Maybe I had the wrong day

Five years ago today, an airplane crashed in Tripoli, Libya. Marieke Poelmann lost both of her parents and wrote a book about it. For nrc.next she interviews others who suffered the same fate. This week: Maryam Massarrat, who heard during her vacation that her father was on board of the crashed plane.

By: MARIEKE POELMANN

Today, it’s May 12th. Exactly five years after the Tripoli airplane crash where 103 people died. Among them there were seventy Dutch passengers, who were returning from their vacation in South Africa. One of them was the father of Maryam Massarrat (35). We met in Amsterdam to talk about the first moments after hearing about the crash.

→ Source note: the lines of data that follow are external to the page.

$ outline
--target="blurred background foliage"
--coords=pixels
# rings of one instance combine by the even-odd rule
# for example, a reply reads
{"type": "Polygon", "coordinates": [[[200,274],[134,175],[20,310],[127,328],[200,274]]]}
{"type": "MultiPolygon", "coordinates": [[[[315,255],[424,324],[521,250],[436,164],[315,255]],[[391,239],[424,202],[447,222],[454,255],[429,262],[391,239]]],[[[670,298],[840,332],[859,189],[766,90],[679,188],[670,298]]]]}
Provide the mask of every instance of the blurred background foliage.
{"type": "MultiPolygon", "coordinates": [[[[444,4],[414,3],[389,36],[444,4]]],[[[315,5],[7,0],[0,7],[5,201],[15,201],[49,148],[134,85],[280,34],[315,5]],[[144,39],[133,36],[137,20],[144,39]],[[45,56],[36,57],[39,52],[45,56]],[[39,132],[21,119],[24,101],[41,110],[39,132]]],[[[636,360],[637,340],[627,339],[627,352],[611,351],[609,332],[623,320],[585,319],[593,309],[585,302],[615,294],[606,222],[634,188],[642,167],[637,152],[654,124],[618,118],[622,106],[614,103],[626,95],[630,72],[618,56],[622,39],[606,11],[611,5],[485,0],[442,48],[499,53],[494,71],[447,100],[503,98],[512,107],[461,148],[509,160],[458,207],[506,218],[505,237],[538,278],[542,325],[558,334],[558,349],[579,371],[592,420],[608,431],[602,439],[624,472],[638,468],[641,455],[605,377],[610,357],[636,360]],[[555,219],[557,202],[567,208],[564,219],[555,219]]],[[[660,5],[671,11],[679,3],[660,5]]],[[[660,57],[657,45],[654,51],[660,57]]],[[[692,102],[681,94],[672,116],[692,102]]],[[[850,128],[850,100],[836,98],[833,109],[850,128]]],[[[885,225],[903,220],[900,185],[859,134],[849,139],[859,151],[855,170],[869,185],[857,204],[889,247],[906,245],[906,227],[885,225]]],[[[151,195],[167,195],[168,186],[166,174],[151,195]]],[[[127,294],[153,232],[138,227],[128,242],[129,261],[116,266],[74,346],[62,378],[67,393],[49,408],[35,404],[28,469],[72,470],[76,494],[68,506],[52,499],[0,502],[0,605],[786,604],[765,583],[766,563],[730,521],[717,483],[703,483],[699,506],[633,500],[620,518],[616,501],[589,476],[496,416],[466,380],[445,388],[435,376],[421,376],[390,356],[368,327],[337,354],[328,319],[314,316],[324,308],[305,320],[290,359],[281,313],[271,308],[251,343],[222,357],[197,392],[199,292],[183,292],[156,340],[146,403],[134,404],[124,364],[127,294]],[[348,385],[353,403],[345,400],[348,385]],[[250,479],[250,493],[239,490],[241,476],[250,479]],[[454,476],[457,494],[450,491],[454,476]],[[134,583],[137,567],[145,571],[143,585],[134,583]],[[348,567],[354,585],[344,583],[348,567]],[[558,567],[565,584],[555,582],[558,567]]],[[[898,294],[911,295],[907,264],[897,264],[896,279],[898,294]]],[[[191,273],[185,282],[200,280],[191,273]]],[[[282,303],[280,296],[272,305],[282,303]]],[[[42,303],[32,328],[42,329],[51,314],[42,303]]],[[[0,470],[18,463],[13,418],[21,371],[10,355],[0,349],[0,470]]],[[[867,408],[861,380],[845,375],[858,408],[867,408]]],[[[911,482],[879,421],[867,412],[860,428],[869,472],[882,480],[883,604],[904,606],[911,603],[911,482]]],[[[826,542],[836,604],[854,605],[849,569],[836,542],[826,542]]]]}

One of the first things people always ask me, is how I heard about the accident five years ago. What happened on that day for you? 

“On May 12th 2010 I was on vacation with my sister in Iran, we were visiting my grandmother. I was supposed to stay at my uncle’s place that night and arrived at 11 pm. I never got past their garden. My family was waiting for me outside. ‘Why aren’t we going in?’, I asked them. They stopped me. I remember thinking: this isn’t a really warm welcome. ‘We have to tell you something’, my uncle said. ‘Something bad happened.’ I asked him if it was my mother, or my sister. ‘Is it dad?’, I finally asked. ‘Did his plane crash?’.

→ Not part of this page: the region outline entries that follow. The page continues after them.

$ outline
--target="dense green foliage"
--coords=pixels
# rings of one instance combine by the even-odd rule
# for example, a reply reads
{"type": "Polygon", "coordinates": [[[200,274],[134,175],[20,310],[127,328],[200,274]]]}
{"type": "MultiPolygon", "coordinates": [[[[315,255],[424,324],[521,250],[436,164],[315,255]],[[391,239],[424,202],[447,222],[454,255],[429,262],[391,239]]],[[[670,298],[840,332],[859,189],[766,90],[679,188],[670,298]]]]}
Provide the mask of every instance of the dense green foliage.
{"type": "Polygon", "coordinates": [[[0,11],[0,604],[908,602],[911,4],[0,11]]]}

I knew my father was supposed to come home that day from his vacation in South Africa. When my uncle said yes I got dizzy. I felt this silence in my head, everything went past me. I clung onto the first thing I saw, a parked car covered in dust. I had to hold on to something. We returned to my grandmother and sister immediately. My family had booked us a flight home to The Netherlands that same night. They told me the news at the latest possible moment, just in time to catch the plane.”